Carlos Alberto «El Indio Solari», uno de los mayores íconos del rock argentino, falleció este 5 de junio de 2026 en su casa de Parque Leloir, Ituzaingó, provincia de Buenos Aires.
Tenía 77 años y padecía enfermedad de Parkinson desde hace aproximadamente una década, condición que él mismo había hecho pública en 2016.
Según las primeras informaciones oficiales, nada indica otra causa más allá de las complicaciones derivadas de su enfermedad de base.
¿Quién fue el Indio Solari?

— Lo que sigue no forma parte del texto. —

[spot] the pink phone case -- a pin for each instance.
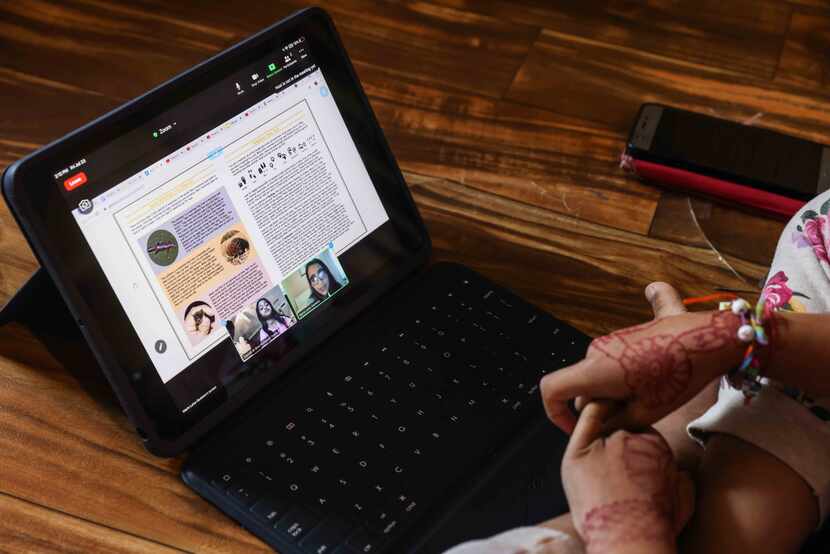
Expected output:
(733, 193)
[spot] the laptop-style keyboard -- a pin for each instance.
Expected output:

Biografía y carrera
Nacido el 17 de enero de 1949 en Paraná, Entre Ríos, pero criado en La Plata, Solari se convirtió en una figura mítica del rock nacional junto a Patricio Rey y sus Redonditos de Ricota (Los Redondos), banda que fundó con Skay Beilinson a mediados de los 70.
Discos emblemáticos de Los Redondos:
– Gulp!
– Oktubre
-Un Baión para el Ojo Idiota
-Lobo Suelto, Cordero Atado
-La Mosca y la Sopa
Sus letras poéticas, cargadas de metáforas, crítica social y personajes marginales, marcaron a generaciones enteras.
Tras la disolución de la banda en 2001, inició su carrera solista con Los Fundamentalistas del Aire Acondicionado, editando discos como «El Tesoro de los Inocente», «Porco Rex», «El Perfume de la Tempestad» y «El Ruiseñor, el Amor y la Muerte».
Sus recitales masivos se transformaron en verdaderas peregrinaciones.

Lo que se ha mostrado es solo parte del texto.